If My Daughter Has A Mental Illness, I Worry About How I Will Care For Her

shutterstock_103291430Although the instinct following the Sandy Hook massacre, for some, was to direct obscenities toward the gunman, my feelings were different. Instead, I felt a deep sadness over the question of whether this might not have happened if the gunman had been living in an institution where he could have been treated for his illness and kept from accessing guns.

The details still aren’t clear on what psychological illness he had, but I refuse to believe a human in his right mind would randomly open fire on innocent children.

After reading a book called January First, a memoir by Michael Schofield about a father trying to handle his violent schizophrenic preschool-aged daughter, I started to understand how difficult it is for families to get help for their mentally ill children. For instance, I didn’t realize that there’s no definitive place you can take your sick child for long periods of time””hospitals are generally short-term stays, and few even have openings for the mentally ill. If you don’t have much money, forget the idea of a hospital altogether. And the thought of taking one’s violent child to prison is completely absurd. Even a young adult with a mental illness shouldn’t be pent up in prison; though criminals choose to commit their crimes, the mentally ill don’t choose their illnesses.

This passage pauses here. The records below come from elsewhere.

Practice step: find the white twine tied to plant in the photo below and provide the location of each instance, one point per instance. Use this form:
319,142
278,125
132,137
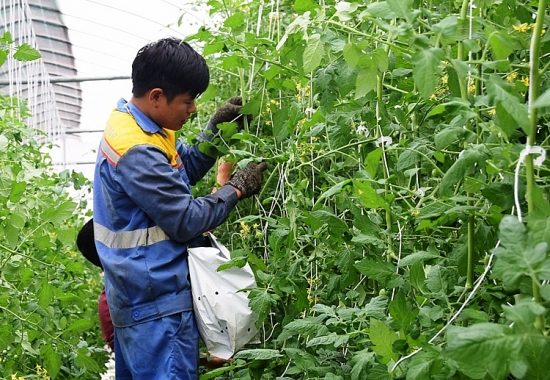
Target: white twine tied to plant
537,162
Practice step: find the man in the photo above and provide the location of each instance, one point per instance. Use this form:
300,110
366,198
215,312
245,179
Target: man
145,215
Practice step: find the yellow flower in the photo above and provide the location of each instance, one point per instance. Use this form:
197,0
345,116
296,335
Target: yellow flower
525,81
511,77
245,227
523,28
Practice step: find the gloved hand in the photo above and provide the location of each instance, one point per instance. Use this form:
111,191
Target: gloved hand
228,111
249,180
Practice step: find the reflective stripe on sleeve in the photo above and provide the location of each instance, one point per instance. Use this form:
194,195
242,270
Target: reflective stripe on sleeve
129,239
110,154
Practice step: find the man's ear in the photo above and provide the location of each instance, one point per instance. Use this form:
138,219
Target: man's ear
155,95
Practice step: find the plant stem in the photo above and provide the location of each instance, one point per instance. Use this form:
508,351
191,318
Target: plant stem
534,79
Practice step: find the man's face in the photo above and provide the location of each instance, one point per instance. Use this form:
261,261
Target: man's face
176,113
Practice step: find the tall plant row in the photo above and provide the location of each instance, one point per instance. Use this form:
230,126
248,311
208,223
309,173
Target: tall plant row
404,223
49,325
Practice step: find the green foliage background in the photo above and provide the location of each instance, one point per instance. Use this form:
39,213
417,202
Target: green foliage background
386,240
49,325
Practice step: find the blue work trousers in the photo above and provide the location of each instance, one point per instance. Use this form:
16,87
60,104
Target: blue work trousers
163,349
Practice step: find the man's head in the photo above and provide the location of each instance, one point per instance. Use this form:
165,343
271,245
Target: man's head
171,65
167,76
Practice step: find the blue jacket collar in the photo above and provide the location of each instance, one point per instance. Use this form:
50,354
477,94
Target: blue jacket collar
141,119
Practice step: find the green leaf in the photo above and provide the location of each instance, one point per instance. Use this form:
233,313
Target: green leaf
368,197
261,302
468,161
45,295
401,8
17,191
483,349
402,311
542,101
217,372
26,53
417,257
361,362
502,45
377,270
450,135
80,325
426,70
352,53
381,60
381,10
366,77
258,354
234,262
334,189
235,21
313,53
333,340
382,339
373,162
437,280
302,6
303,360
335,225
57,214
501,92
52,360
418,277
500,194
422,365
85,361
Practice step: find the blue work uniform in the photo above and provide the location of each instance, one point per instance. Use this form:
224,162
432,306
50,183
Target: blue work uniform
144,218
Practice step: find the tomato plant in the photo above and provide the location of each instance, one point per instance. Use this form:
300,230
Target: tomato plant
48,299
404,223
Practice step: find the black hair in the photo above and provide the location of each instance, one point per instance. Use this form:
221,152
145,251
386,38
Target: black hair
172,65
85,242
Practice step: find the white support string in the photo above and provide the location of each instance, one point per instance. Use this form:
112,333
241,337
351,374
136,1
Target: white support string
455,316
537,162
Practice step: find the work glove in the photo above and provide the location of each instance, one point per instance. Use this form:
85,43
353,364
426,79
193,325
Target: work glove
249,180
228,111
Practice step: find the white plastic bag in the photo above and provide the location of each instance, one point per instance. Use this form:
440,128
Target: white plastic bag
224,320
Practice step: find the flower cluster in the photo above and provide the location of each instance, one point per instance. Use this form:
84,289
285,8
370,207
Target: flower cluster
246,230
524,28
302,92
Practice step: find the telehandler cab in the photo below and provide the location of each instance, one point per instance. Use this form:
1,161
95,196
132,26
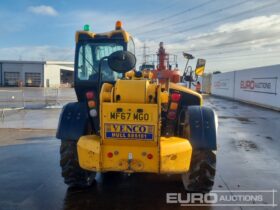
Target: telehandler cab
125,121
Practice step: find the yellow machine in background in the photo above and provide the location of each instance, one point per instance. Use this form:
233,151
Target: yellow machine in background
126,121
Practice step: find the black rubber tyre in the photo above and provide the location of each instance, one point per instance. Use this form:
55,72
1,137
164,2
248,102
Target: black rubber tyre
73,174
200,177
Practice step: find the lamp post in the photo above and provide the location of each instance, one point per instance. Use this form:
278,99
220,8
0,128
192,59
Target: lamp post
187,68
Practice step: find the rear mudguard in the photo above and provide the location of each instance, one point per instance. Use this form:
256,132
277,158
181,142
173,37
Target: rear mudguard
203,128
73,121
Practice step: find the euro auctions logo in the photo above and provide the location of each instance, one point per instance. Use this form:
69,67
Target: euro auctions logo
260,85
262,198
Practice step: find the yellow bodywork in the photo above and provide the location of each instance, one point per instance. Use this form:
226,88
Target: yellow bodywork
129,140
172,155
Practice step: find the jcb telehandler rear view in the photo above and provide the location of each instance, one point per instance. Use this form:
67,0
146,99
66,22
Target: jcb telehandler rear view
128,122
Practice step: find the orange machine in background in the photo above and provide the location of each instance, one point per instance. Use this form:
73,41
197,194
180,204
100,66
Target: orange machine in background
166,69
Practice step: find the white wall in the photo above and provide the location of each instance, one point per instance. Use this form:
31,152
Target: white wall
22,68
52,73
223,84
260,86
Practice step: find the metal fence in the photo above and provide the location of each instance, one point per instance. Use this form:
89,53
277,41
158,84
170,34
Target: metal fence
34,98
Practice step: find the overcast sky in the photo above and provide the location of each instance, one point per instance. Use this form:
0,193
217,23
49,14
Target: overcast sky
230,35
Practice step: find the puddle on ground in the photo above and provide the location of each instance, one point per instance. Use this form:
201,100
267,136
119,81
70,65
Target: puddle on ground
246,145
269,138
241,119
37,138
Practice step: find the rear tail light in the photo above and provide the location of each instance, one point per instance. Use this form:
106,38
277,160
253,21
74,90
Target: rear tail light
91,104
90,95
93,113
171,115
173,106
175,97
150,156
109,154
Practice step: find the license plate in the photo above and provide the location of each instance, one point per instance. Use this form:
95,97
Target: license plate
129,131
129,116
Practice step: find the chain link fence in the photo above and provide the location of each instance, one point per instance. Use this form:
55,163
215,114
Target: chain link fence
34,98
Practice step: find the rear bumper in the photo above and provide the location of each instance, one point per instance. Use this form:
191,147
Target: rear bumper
172,155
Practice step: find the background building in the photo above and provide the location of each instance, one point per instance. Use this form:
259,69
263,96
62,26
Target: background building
36,73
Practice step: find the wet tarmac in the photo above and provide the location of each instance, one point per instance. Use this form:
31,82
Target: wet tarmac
248,159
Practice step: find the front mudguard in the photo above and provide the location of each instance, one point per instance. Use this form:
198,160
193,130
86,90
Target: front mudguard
73,121
203,124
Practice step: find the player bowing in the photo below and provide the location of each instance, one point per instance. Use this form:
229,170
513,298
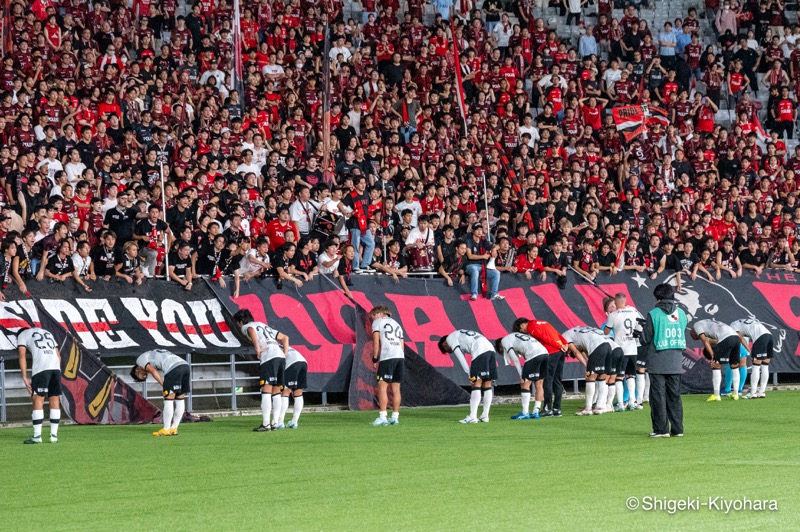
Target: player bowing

Additionally, there’s no sensible separation of people within these facilities based on their level of mental illness. I can vouch for this. I spent three days in the psych ward when I was 20, which I don’t tell people about often in part because of the stigma. I was clinically depressed and had been taking meds, but at that moment I was just in a really terrible spot after a breakup and had deeply injured my wrists during a panic attack. With the help of a close friend, I admitted myself to the hospital.

I got there around midnight, where they took at least two hours to determine whether I was a threat to myself or not. After saying they didn’t feel comfortable letting me return home, they transported me to a different hospital’s psych ward. I got there at 4:30 in the morning and had to fill out paperwork for a half hour. At five a.m., emotionally and physically exhausted, I thought they were going to let me go to bed, but they said I had to speak with a psychiatrist. I sat in her office, dumbstruck as she began to unload on me.

”You see those cuts on your wrist? You seriously think any man will want to marry you with those? You seriously think you’ll be able to get a good job?”

Maybe this tough love approach worked on some people, but she pushed me over the edge.

”I’m so tired, please just let me go to bed,” I begged her.

She took that as me being defiant and forced me to listen to more of her criticism. After that night was over, I was taken to my room where I eventually fell asleep.

I woke up to the strangest surroundings.

Outside of my room, wandering the halls were schizophrenics — those who had attempted suicide multiple times, and a man who had endured many rounds of electroshock therapy and was prone to violent outbursts. One old man wore a tinfoil helmet to keep the aliens out and sat alone in the corner mumbling. One 17-year-old boy was perfectly healthy but had faked a suicide attempt to get out of paying his parents a $300 debt. My roommate was a sweet middle-aged woman who had been seriously abused by her husband.

I made it out of the psych ward after three days of demonstrating that I could perform simple tasks without bursting out crying. What stuck out to me was how ill-equipped the staff was. It seemed like there were only one or two employees for every 15 patients, and the employees talked down to us and treated us like we were all raving lunatics. Just staying there for three days made me feel crazier than I’d felt my whole life.

As a parent, I’m starting to realize how difficult it would be to make the right decisions regarding a mentally-ill child. It’s easy for people to write the parents of disturbed children off as irresponsible because they didn’t lock their kids up in a closet or something. The only thing any halfway decent parent wants for their child is for him or her to be safe and happy. There’s nothing safe or happy about locking up a kid at home, in a prison, or in some understaffed and murky hospital.

I will admit I’ve spent a good deal of time worrying about my daughter having a mental illness. For a few months I was even on the anti-vaccination bandwagon because of the supposed connection to autism. I did go ahead and get her vaccinated, and she seems to be perfectly healthy, but now and then she’ll point to something that isn’t there or do something really quirky and my hypochondriac mind suddenly assumes she has some psychological issue.

It’s very unlikely that she has anything serious; if she does develop any kind of mental illness it’s far more likely that she’ll have depression like I do. But often I wonder what I would do if she did have something severe. Would I be able to afford the care she needed? Would I still be a good mother, or would I snap?

I would love to live in a society where every city has a facility for the mentally ill — a facility that’s staffed with experts who know how to handle people with both minor and major mental illnesses. I would love for low and middle-income families to know they can move their loved ones into such a facility and not have to worry about spending their life savings on medical bills. I would love for these facilities to offer meaningful work and activities to the mentally ill, to give their lives purpose and direction, and for these people to be able to spend their whole lives there if desired.

As Sandy Hook has prompted us to consider, why isn’t such a place a staple in our society?